Sosúa is a small town in the Puerto Plata province of the Dominican Republic. Located approximately 4 miles from the city of Puerto Plata, has been a top tourist destination for Europeans for nearly three decades. There is a very large expatriate community which consists of mostly German, English, American, and Canadian expats.
In 1938 Rafael Trujillo offered to accept up to 100,000 Jewish refugees, about 800 German and Austrian Jewish refugees received visas by the Dominican government between 1940 and 1945 and settled in Sosua. The government provided them with land and resources with which they created a dairy and cheese factory, named Productos Sosua, still in existence today.

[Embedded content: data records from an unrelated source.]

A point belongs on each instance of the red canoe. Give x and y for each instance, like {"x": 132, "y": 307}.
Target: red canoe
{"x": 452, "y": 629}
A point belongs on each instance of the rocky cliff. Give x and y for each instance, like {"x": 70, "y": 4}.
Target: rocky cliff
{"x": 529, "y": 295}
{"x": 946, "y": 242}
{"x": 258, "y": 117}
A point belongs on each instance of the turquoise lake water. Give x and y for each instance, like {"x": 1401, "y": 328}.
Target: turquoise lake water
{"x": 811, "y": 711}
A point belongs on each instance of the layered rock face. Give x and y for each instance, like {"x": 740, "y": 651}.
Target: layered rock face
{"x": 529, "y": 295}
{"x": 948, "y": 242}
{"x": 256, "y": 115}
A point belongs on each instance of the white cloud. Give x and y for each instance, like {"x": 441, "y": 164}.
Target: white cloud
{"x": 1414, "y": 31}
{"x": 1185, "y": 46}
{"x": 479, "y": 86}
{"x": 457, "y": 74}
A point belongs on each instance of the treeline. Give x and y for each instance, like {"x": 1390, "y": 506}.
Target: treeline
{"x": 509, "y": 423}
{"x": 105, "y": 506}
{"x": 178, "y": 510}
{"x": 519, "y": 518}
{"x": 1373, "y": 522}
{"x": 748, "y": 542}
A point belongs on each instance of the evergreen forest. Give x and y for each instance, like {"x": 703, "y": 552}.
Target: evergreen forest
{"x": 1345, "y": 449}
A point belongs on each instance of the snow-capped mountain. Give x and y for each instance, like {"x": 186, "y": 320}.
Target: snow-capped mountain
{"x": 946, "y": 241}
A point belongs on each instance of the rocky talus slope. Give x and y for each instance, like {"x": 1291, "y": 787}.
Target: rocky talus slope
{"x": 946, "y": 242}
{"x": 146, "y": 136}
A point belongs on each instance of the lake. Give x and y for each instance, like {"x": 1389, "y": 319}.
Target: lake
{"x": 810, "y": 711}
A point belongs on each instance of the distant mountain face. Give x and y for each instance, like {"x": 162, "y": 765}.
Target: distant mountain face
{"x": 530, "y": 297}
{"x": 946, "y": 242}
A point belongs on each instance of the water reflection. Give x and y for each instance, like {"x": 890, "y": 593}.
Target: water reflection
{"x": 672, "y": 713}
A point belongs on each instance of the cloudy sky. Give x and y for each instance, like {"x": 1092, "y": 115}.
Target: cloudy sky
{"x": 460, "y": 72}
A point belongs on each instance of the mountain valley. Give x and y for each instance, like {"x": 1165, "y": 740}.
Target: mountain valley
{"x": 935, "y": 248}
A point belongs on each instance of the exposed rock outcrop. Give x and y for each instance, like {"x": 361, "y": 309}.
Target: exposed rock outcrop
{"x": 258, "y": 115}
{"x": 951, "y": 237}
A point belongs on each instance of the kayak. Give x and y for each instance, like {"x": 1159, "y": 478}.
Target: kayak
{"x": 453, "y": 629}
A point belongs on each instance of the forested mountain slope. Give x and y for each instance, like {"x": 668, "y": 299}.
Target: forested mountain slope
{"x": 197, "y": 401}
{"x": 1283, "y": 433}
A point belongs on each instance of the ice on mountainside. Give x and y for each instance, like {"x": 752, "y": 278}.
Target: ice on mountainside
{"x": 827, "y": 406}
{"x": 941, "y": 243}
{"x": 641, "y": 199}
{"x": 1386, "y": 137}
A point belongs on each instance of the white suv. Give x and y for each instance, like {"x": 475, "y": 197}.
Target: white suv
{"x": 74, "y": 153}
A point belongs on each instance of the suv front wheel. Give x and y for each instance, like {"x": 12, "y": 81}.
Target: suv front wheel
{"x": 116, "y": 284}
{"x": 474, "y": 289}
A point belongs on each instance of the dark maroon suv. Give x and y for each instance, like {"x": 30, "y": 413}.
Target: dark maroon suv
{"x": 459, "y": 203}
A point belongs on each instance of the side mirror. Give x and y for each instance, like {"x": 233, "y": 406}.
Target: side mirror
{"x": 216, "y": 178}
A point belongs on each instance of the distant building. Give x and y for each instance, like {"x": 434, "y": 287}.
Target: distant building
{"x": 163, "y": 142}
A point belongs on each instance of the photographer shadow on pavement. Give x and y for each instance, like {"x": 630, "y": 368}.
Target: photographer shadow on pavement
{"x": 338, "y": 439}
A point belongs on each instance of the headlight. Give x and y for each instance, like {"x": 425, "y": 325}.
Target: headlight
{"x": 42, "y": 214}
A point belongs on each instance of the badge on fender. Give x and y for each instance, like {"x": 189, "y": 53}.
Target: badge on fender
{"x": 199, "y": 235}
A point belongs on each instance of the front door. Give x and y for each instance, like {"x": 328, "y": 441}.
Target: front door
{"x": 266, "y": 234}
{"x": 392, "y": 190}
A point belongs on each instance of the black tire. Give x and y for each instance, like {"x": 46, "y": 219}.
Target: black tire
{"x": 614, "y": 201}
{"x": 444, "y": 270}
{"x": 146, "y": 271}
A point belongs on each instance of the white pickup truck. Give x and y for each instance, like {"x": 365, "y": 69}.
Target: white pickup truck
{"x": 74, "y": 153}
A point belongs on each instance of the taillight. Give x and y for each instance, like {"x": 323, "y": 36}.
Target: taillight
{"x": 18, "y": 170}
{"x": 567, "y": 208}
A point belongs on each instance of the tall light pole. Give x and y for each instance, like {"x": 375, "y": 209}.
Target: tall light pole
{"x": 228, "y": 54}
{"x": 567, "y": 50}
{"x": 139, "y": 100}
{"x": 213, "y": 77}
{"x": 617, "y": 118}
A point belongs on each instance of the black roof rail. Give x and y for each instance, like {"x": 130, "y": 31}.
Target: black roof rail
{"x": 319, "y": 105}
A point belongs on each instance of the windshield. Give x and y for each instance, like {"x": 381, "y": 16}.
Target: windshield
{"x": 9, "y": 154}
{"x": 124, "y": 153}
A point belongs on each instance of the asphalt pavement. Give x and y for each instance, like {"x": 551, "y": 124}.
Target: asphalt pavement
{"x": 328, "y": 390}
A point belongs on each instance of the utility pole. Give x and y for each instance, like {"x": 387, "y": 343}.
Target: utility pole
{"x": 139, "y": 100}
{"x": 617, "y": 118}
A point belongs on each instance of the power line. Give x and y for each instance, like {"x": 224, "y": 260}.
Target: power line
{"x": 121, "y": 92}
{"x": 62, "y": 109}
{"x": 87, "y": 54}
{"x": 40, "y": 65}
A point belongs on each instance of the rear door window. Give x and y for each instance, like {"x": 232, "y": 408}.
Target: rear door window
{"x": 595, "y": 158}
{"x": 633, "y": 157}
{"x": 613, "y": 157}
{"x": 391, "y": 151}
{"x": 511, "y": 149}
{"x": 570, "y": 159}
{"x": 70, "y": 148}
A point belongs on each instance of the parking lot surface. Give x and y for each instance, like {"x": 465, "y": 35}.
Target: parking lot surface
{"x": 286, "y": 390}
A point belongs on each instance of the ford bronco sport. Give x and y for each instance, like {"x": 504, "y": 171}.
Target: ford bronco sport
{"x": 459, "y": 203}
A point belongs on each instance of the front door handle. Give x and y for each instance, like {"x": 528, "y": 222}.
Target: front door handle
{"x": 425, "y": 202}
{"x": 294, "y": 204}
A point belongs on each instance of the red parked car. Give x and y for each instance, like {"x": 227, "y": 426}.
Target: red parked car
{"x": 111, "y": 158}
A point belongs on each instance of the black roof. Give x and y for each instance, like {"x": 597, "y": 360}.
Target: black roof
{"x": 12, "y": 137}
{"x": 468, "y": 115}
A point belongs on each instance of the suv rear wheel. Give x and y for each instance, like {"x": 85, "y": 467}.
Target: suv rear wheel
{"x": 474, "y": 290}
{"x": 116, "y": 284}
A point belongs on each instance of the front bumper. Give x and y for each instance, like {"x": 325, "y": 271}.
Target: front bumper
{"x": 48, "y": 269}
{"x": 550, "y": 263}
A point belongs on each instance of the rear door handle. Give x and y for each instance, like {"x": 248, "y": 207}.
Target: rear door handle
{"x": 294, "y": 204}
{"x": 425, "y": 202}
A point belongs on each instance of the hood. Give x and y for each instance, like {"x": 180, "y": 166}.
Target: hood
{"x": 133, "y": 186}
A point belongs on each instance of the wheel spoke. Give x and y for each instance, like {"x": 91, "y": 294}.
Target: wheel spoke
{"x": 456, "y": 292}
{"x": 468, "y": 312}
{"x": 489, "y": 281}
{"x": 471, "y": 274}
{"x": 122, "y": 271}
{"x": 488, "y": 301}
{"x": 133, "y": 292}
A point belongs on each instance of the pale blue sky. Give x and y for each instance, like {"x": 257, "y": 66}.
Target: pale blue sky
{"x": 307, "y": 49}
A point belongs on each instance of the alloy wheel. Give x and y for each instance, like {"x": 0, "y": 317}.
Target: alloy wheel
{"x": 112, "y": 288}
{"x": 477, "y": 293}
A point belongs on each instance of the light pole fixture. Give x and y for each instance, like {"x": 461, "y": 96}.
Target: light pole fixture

Descendants of the original settlers still live in Sosua, where they maintain a synagogue and a museum. The town was little known until tourism took off in the island in the mid-’80s.
Sosua Bay attracts many water sports enthusiast, including snorkelers and divers because of its sheltered, calm waters, diverse species of fish and intricate reef structures. In the winter, whale watching is also a popular tourist activity in Sosua Bay.
The beach bears both the names Playa Alicia and Playa Casa Marina because of the hotel in close proximity that bears the same name. There are several other beaches, Sosua Beach, which is a crescent-shaped bay protected by coral formations and clear waters for divers and snorkelers. A very large population of expatriates share their culture and mingle with locals and foreigners.